« La CNIL sanctionne tout défaut de coopération »
Utilisation de la procédure simplifiée et sanction du manque de coopération sont notamment à l’origine de la multiplication des amendes infligées par la CNIL pour manquement au RGPD, en 2023. L’autorité de protection des données devrait continuer sur sa lancée cette année, d’après l’Observatoire des sanctions CNIL établi par le cabinet Walter Billet Avocats. Décryptage avec Alan Walter, son associé-cofondateur.
Dans la deuxième édition de votre observatoire, vous avez identifié 33 sanctions de la CNIL pour manquement au RGPD, l’an dernier. Ce faible nombre de contrevenants ne signifie-t-il pas que le risque de faire l’objet d’une pénalité financière est limité ?
Alan Walter : Il faut aborder cette question sous un angle dynamique pour bien prendre la mesure de ces risques. Notre étude souligne en effet que le nombre de sanctions est en nette progression, puisque l’on en totalisait seulement 21, un an plus tôt. Surtout, cette augmentation démontre qu’après avoir opté pour une première phase que l’on pourrait qualifier de sensibilisation et d’éducation du marché, la CNIL se met résolument en ordre de marche. Cette hausse du nombre d’amendes est d’ailleurs tout à fait logique, puisqu’elle avait aussi indiqué avoir établi un record en 2022, avec 147 mises en demeure. Enfin, n’oublions pas également que l’entrée en vigueur du RGPD remonte seulement à mai 2018 et qu’une montée en puissance progressive des sanctions résulte de procédures d’investigation prenant souvent plusieurs mois.
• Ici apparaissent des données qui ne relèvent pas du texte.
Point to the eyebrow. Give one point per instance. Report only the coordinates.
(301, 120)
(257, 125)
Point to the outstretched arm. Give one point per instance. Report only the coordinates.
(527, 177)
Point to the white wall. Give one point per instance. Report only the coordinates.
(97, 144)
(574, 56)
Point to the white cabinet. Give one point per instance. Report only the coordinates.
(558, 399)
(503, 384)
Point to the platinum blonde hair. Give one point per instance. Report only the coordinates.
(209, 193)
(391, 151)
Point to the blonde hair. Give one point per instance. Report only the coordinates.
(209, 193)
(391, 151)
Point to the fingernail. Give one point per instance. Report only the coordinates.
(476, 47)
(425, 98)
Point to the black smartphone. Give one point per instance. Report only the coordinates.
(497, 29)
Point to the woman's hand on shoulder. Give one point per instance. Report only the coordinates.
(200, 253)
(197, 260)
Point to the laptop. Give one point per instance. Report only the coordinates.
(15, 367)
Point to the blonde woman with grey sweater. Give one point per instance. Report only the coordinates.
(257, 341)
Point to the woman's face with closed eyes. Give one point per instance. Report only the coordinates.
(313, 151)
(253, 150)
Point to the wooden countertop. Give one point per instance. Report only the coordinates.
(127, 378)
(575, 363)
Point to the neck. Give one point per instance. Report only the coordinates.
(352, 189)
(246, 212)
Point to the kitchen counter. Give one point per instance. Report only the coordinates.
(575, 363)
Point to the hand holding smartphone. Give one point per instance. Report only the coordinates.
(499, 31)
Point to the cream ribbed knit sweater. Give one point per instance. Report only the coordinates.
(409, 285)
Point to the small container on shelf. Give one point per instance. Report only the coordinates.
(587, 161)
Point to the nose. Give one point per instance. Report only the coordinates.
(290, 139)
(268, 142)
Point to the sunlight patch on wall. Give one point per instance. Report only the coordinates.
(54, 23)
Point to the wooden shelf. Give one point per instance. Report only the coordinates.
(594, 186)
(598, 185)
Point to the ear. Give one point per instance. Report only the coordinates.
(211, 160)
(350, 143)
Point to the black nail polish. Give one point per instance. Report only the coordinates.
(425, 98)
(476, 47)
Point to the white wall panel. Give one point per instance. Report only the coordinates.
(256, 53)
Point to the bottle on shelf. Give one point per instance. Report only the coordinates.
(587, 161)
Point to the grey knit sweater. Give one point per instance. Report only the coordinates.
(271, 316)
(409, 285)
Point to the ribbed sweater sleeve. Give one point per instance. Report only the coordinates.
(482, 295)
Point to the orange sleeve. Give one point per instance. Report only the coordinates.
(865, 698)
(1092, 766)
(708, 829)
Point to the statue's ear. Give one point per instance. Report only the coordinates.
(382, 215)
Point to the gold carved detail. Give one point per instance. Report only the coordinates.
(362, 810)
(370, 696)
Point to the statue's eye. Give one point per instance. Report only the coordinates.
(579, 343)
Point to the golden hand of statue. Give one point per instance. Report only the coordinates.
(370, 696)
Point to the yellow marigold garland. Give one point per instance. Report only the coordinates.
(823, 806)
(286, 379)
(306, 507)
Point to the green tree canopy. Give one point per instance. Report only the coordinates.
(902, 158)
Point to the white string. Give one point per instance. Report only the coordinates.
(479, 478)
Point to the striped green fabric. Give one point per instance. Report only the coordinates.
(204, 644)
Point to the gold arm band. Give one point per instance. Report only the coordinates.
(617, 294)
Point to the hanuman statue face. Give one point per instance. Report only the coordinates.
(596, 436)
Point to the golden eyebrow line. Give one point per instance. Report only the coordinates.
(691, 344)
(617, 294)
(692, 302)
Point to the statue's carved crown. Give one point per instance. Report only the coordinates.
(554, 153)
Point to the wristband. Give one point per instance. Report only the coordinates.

Mieux vaut donc considérer que de telles enquêtes, débouchant sur de potentielles amendes, sont désormais la règle.
Existe-t-il un profil type des cibles privilégiées ?
A. W. : Toutes les entités qui traitent des données à caractère personnel sont concernées par le règlement européen, entraînant par là même une variété de structures ayant fait l’objet d’une sanction en 2023. Cela transparaît d’ailleurs dans le panorama que nous avons dressé : après avoir dans un premier temps concentré l’essentiel de ses amendes sur des grands groupes d’envergure internationale (Microsoft, Apple, Facebook…), l’autorité administrative n’a pas hésité à élargir son spectre d’intervention. Outre des entreprises de toutes tailles – comme Criteo, cible de la plus forte amende de l’année 2023 (40 millions d’euros), Amazon Logistique France (32 millions), Yahoo EMEA (10 millions), ou encore Canal Plus (0,6 million) et Doctissimo (0,38 million) –, ces sanctions ont concerné des administrations publiques (allant de la commune au ministère), mais aussi des professions libérales – en particulier dans le domaine de la santé.
Comment la CNIL a-t-elle procédé, concrètement ?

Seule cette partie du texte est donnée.